For all the frustration of a Bitcoin correction just when it is least welcome, not everyone is surprised — or worried.
Short timeframes can paint a completely different picture of market health to longer ones, and it is these that commentators are eyeing to support an enduring bull thesis this week.
“If in doubt, zoom out” — compared to its performance in its two previous years after block subsidy halvings, Bitcoin remains right on track.
“Remarkably similar corrective structures so far on the BTC 8H,” analyst TechDev confirmed Sunday.
“Almost to the day 4 years apart. 2021 continues to run 5–8 days behind 2017 since July.”
TechDev referred to data showing that not only has Bitcoin repeated its 2017 performance this year but also practically copied the timeframes for each phase of its bull market.
Should this continue, the predicted blow-off top phase should also appear — except this time, an order of magnitude higher than 2017’s $20,000.
A chart further shows how Bitcoin’s relative strength index (RSI) is copy-pasting its 2017 performance in November in particular.
Typically, bull cycle tops are accompanied by an RSI reading of 90 or more, this far from the current reading on lower timeframes.
Funding rises on $60,000 rematch
Despite losing the battle for $60,000, the process of trying to exit lower levels has had an unwelcome impact on derivatives markets, where traders are increasing leverage once again.

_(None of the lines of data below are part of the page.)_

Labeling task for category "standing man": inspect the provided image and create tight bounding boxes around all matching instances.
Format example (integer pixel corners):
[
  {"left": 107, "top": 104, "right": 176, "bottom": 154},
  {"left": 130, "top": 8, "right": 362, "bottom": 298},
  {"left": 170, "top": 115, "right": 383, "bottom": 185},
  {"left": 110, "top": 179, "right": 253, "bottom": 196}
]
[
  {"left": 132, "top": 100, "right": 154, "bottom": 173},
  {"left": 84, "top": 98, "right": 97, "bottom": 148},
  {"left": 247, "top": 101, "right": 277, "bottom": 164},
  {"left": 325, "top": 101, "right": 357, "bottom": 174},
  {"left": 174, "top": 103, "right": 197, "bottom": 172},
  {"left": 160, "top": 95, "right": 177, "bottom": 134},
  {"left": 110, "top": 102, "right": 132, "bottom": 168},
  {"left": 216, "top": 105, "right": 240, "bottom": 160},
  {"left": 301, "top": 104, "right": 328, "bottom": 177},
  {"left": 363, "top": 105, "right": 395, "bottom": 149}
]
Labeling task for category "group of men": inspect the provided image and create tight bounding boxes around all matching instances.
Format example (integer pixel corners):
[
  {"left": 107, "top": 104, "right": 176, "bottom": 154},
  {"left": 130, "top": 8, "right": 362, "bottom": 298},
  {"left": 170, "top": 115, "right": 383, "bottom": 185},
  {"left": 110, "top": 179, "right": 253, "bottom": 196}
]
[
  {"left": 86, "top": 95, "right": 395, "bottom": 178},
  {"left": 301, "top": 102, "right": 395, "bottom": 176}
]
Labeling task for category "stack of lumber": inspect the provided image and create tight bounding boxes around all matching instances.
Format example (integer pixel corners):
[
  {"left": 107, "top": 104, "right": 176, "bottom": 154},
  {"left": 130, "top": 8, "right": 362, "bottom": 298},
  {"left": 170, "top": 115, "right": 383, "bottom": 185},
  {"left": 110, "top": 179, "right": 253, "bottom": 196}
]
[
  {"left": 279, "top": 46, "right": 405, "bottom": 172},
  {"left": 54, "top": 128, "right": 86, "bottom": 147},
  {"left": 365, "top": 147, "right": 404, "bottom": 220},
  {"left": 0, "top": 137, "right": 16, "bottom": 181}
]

After being effectively “reset” to neutral during last week’s lows, funding rates are on the move again.
Being overly positive, as is the case on Bybit, OKEx and others at the time of writing, suggests a bullish bias — the expectation that further gains are on the cards.

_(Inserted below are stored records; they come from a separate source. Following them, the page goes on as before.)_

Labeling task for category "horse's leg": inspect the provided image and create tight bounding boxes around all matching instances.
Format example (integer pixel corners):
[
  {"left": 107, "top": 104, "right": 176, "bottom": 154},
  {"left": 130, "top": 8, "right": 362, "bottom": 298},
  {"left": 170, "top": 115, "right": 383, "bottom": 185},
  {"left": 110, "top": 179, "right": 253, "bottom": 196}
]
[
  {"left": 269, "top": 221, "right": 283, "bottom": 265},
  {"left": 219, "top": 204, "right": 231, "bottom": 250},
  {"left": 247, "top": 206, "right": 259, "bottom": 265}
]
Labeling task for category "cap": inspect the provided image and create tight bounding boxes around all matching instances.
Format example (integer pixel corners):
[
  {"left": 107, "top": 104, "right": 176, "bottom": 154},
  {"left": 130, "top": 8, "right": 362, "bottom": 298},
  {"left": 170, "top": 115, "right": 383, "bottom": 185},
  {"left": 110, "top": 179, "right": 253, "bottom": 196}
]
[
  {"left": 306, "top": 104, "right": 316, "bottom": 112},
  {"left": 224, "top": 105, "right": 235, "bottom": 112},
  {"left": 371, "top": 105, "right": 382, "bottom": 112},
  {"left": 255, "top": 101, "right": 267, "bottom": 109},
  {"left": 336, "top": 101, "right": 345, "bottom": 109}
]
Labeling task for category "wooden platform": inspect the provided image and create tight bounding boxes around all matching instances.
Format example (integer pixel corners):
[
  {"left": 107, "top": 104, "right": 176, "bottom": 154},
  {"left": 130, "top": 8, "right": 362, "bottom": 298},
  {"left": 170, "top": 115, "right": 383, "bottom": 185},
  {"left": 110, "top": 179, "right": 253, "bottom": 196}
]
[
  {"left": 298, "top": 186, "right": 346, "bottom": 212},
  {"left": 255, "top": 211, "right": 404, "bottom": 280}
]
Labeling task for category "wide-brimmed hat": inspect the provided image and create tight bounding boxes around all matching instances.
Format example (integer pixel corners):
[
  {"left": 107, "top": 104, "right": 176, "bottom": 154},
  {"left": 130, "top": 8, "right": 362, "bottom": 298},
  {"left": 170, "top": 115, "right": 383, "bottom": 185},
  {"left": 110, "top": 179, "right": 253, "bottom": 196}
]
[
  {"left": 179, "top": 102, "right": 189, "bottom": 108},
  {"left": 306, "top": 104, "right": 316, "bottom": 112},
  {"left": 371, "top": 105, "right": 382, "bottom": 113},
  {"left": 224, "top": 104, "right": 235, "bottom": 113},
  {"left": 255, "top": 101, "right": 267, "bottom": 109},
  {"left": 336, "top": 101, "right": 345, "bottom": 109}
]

This can often have undesirable results, as a price downturn begins to unravel large numbers of positions, the snowball effect driving prices down even more.
So far, liquidations remain muted, however — $70 million for Bitcoin and $219 million across crypto markets over the past 24 hours.

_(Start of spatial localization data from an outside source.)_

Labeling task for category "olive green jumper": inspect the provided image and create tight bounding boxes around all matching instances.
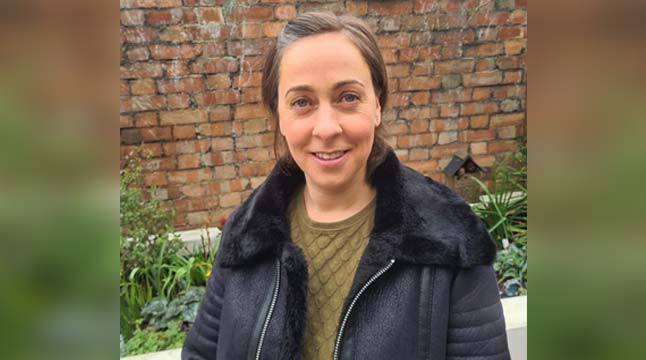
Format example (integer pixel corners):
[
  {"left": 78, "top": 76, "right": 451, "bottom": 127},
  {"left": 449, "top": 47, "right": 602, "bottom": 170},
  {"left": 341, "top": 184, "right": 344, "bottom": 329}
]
[{"left": 288, "top": 188, "right": 376, "bottom": 360}]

Open interest on Bitcoin futures, meanwhile, has yet to beat all-time highs set before the dip on Nov. 10.
The dollar is the star of the show
On macro markets, nervousness over coronavirus measures — and the protests in response to them — continue to present a mixed bag.
With inflation already firmly on the radar, talk is now turning to the United States Federal Reserve increasing the pace of its asset purchase tapering next month.
“If that idea gets out there and is repeatedly underscored, that will increase the probability that the tapering that’s announced in December will be quicker than the pace that was announced early in November,” Jason Schenker, president and chief economist at forecaster Prestige Economics, told Bloomberg.
Stealing the limelight this week, however, is the U.S. dollar.
The greenback has beaten longstanding resistance this month to reach its strongest since July 2020, according to the U.S. dollar currency index (DXY).
Typically, pronounced DXY gains have the opposite effect on Bitcoin, which struggles during such periods. November has been no exception as DXY swaps grind for surge and have held a reading of 96.
“The problem? Sentiment getting very extreme in fx land,” analyst Helene Meisler warned on the weekend.
A turnaround for the unusually volatile DXY would conversely provide a test of inverse correlation to BTC.
Sentiment says “wait and see”
On the topic of market mood, within crypto, investors are on the fence.
The latest reading from the Crypto Fear & Greed Index shows that despite short-term price behavior, the market is in fact entirely neutral.
At 50/100, Fear & Greed is exactly in the middle of its possible range of values, highlighting a lack of “extreme” sentiment.
This may act in Bitcoin’s favor, with last week’s shakeout having driven sentiment back into “fear” territory from which it has now recovered.
Contrast that with the traditional markets’ Fear & Greed Index and the dichotomy is clear: “Extreme greed” characterized the latter at the previous close, and now, “greed” still remains.